Check if you have the latest version of ctransformers installed (pip show ctransformers should show at least 0.2.25). Please provide a link to the model you are using and the exact settings - prompt, temperature etc. Can you also check if it is happening outside webui in a separate Python script/notebook:

from ctransformers import AutoModelForCausalLM

llm = AutoModelForCausalLM.from_pretrained("/path/to/model.[bin/gguf]", model_type="llama", context_length=4096)

print(llm(prompt, top_k=..., temperature=...))
m-from-space commented 1 year ago

Emojis could be due to https://www.reddit.com/r/LocalLLaMA/comments/167ytg3/if_all_your_text_completions_start_with_an_emoji/ if your prompt ends with a trailing space.

Wow, that really did the trick! Looks like llama-cpp-python is maybe stripping any trailing spaces, because it never happened there. Thanks so much for that hint. I would never have figured it out I guess.

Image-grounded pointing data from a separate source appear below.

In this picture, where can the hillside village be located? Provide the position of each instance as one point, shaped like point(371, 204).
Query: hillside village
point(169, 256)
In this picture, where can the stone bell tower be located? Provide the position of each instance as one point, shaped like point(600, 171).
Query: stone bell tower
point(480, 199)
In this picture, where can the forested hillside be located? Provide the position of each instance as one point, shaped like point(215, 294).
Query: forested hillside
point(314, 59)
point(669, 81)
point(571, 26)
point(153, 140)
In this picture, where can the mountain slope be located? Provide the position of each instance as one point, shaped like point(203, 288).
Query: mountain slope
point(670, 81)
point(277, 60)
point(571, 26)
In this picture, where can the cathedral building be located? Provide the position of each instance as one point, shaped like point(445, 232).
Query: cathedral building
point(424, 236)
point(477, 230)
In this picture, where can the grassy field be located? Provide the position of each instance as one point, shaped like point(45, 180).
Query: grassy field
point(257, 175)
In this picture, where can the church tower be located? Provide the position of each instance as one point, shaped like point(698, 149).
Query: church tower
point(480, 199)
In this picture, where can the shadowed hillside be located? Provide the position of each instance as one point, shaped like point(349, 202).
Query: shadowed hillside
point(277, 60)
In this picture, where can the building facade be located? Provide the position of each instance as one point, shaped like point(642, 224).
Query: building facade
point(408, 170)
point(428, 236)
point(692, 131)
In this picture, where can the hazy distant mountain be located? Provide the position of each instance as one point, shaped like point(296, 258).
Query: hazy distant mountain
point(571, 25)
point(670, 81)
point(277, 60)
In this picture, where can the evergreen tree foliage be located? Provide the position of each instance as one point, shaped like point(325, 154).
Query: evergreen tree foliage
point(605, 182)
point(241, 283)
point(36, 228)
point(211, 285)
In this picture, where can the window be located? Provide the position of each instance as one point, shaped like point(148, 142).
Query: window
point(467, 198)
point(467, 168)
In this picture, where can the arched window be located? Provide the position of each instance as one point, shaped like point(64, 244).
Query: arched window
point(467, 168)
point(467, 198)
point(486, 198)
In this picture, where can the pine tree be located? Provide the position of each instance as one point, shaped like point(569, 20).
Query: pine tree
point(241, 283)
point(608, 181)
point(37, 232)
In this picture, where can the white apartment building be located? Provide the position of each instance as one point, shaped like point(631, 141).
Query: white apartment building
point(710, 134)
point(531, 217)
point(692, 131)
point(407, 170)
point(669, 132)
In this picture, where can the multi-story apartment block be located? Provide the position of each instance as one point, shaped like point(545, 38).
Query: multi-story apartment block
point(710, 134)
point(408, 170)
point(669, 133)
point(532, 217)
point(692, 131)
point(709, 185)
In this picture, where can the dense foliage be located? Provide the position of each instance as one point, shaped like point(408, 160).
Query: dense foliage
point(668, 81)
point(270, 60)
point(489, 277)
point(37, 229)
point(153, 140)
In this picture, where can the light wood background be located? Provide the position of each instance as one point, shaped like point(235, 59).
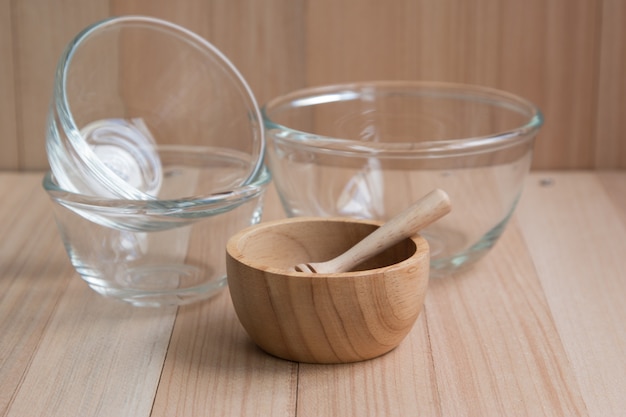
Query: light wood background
point(568, 56)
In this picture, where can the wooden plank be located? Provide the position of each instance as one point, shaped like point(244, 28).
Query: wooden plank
point(544, 51)
point(98, 357)
point(609, 143)
point(65, 350)
point(213, 369)
point(494, 345)
point(30, 286)
point(400, 383)
point(577, 240)
point(42, 29)
point(485, 345)
point(8, 128)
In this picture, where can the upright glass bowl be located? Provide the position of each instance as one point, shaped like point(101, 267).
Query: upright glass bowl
point(368, 150)
point(155, 252)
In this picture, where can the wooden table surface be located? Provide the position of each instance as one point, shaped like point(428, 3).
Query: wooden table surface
point(538, 327)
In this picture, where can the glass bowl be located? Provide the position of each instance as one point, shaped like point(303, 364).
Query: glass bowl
point(368, 150)
point(156, 252)
point(127, 85)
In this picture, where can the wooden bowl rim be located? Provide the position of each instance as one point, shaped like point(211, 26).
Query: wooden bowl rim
point(234, 252)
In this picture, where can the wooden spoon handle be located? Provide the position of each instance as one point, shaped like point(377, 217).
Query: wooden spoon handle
point(419, 215)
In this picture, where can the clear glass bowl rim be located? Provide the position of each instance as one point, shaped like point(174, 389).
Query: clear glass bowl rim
point(320, 95)
point(64, 110)
point(176, 207)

I still have the problem that when chatting in turns with ctransformers I end up at points where the model doesn't output anything at all with standard settings randomly. Model: llama2_7b_chat_uncensored.ggmlv3.q5_K_M.bin from https://huggingface.co/TheBloke/llama2_7b_chat_uncensored-GGML

This never happened with the same model inside text-generation-web-ui. Maybe it's about the stop token \n and that sometimes the model wants to start an output with \n and it immediately stops? The strange thing is, that it takes a while to calculate the output and then still outputs nothing. It's not like it does it immediately. Is there a way to "verbose" what's going on?

This happens both in normal prompts and [INST] prompts.

viktor-ferenczi commented 1 year ago

llm = AutoModelForCausalLM.from_pretrained(..., context_length=2048)

Thank you Marella, it worked perfectly! - Actually my bad, need to be better at diagnosing LLM issues.